Cache-Control: max-age=31556926
Content-Encoding: gzip
Accept-Ranges: bytes
Server: AmazonS3
Vary: Origin,Access-Control-Request-Headers,Access-Control-Request-Method
Age: 69
X-Cache: Hit from cloudfront
Via: 1.1 a19c66da9b402e0bee3fd29619661850.cloudfront.net (CloudFront)
X-Amz-Cf-Id: 3wQ7Z6EaAcMscGirwsYVi1M_rvoc1fbI034QY4QZd6IqmlRzLRllEg==
Update 8:
The removal of crossorigin="anonymous" tags have resolved the issue. Investigation into why this suddenly started being an issue with this release is ongoing since we had this attribute on script tags before.
All resources useful in this investigation can be found on google drive here.
https://assets-frontend.kalohq.ink/style.allapps.add899080acbbeed5bb6a7301d234b65.css only returns CORS headers when an "Origin" header is present (which is sent with a CORS request, but not regular requests).
Here's what happens:
User fetches CSS as part of a no-CORS request (eg, <link rel="stylesheet">). This caches due to the Cache-Control header.
User fetches CSS as part of a CORS request. The response comes from the cache.
CORS check fails, no Access-Control-Allow-Origin header.
The server is at fault here, it should use the Vary header to indicate its response changes depending on the Origin header (and others). It sends this header in response to CORS requests, but it should send it in response to non-CORS requests too.
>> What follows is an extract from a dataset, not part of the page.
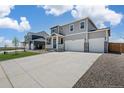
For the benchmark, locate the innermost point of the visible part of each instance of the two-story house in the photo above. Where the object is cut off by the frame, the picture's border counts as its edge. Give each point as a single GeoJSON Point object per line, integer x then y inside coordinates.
{"type": "Point", "coordinates": [80, 35]}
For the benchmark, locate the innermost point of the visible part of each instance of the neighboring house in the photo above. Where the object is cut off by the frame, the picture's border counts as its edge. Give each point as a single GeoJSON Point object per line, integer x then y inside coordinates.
{"type": "Point", "coordinates": [81, 35]}
{"type": "Point", "coordinates": [36, 40]}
Chrome is somewhat at fault here, as it should use the credentials mode of the request as part of the caching key, so a non-credentialed request (such as those sent by fetch()) shouldn't match items in the cache that were requested with credentials. I think there are other browsers that behave like Chrome here, but Firefox doesn't.
However, since you're using a CDN, you can't rely on browsers to get this right, as the caching may still happen at the CDN. Adding the correct Vary header is the right fix.
tl;dr: Add the following header to all of your responses that support CORS:
Vary: Origin, Access-Control-Request-Headers, Access-Control-Request-Method
We experienced the same problem when migrating our JS to Webpack.
Our setup is similar:
assets are uploaded to an S3 bucket during deployment
the bucket is set as the Cloudfront origin
When migrating to Webpack, we wanted to take advantage of JS sourcemaps for better error reporting to Airbrake.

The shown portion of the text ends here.